New computer vision tool wins prize for social impact

A team of computer scientists at the University of Massachusetts Amherst working on two different problems — how to quickly detect damaged buildings in crisis zones and how to accurately estimate the size of bird flocks — recently announced an AI framework that can do both. The framework, called DISCount, blends the speed and massive data-crunching power of artificial intelligence with the reliability of human analysis to quickly deliver reliable estimates that can quickly pinpoint and count specific features from very large collections of images. The research, published by the Association for the Advancement of Artificial Intelligence, has been recognized by that association with an award for the best paper on AI for social impact.

“DISCount came together as two very different applications,” says Subhransu Maji, associate professor of information and computer sciences at UMass Amherst and one of the paper’s authors. “Through UMass Amherst’s Center for Data Science, we have been working with the Red Cross for years in helping them to build a computer vision tool that could accurately count buildings damaged during events like earthquakes or wars. At the same time, we were helping ornithologists at Colorado State University and the University of Oklahoma interested in using weather radar data to get accurate estimates of the size of bird flocks.”

Maji and his co-authors, lead author Gustavo Pérez, who completed this research as part of his doctoral training at UMass Amherst, and Dan Sheldon, associate professor of information and computer sciences at UMass Amherst, thought they could solve the damaged-buildings-and-bird-flock problems with computer vision, a type of AI that can scan enormous archives of images in search of something particular — a bird, a rubble pile — and count it.

But the team was running into the same roadblocks on each project: “the standard computer visions models were not accurate enough,” says Pérez. “We wanted to build automated tools that could be used by non-AI experts, but which could provide a higher degree of reliability.”

The answer, says Sheldon, was to fundamentally rethink the typical approaches to solving counting problems.

“Typically, you either have humans do time-intensive and accurate hand-counts of a very small data set, or you have computer vision run less-accurate automated counts of enormous data sets,” Sheldon says. “We thought: why not do both?”

DISCount is a framework that can work with any already existing AI computer vision model. It works by using the AI to analyze the very large data sets — say, all the images taken of a particular region in a decade — to determine which particular smaller set of data a human researcher should look at. This smaller set could, for example, be all the images from a few critical days that the computer vision model has determined best show the extent of building damage in that region. The human researcher could then hand-count the damaged buildings from the much smaller set of images and the algorithm will use them to extrapolate the number of buildings affected across the entire region. Finally, DISCount will estimate how accurate the human-derived estimate is.
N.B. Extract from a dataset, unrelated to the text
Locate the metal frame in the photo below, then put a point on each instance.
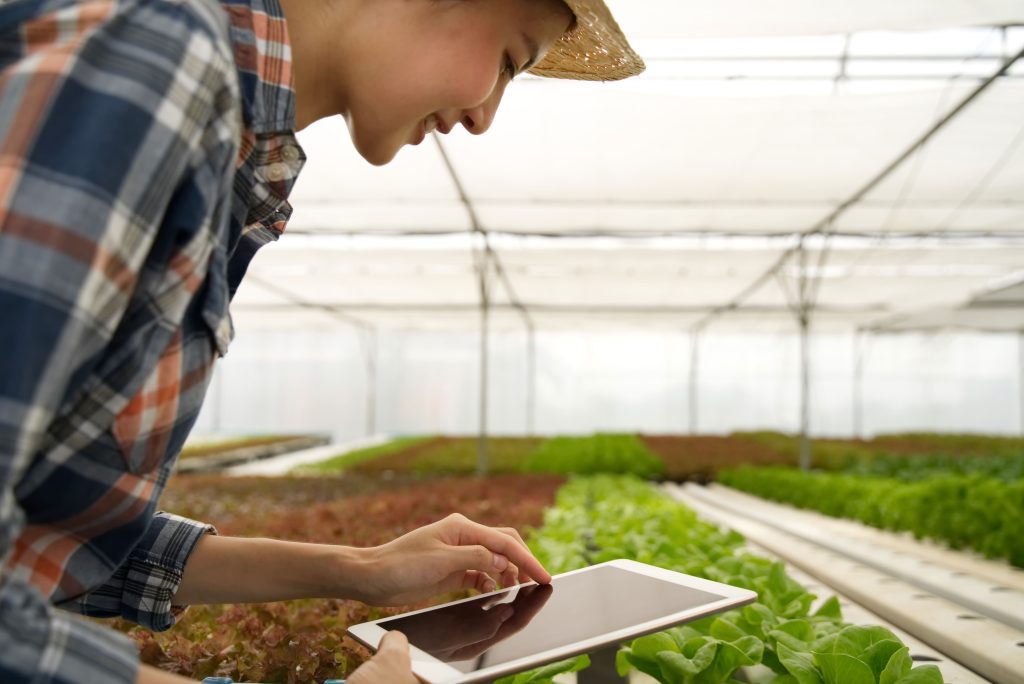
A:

“DISCount works significantly better than random sampling for the tasks we considered,” says Pérez. “And part of the beauty of our framework is that it is compatible with any computer-vision model, which lets the researcher select the best AI approach for their needs. Because it also gives a confidence interval, it gives researchers the ability to make informed judgments about how good their estimates are.”

“In retrospect, we had a relatively simple idea,” says Sheldon. “But that small mental shift — that we didn’t have to choose between human and artificial intelligence, has let us build a tool that is faster, more comprehensive, and more reliable than either approach alone.”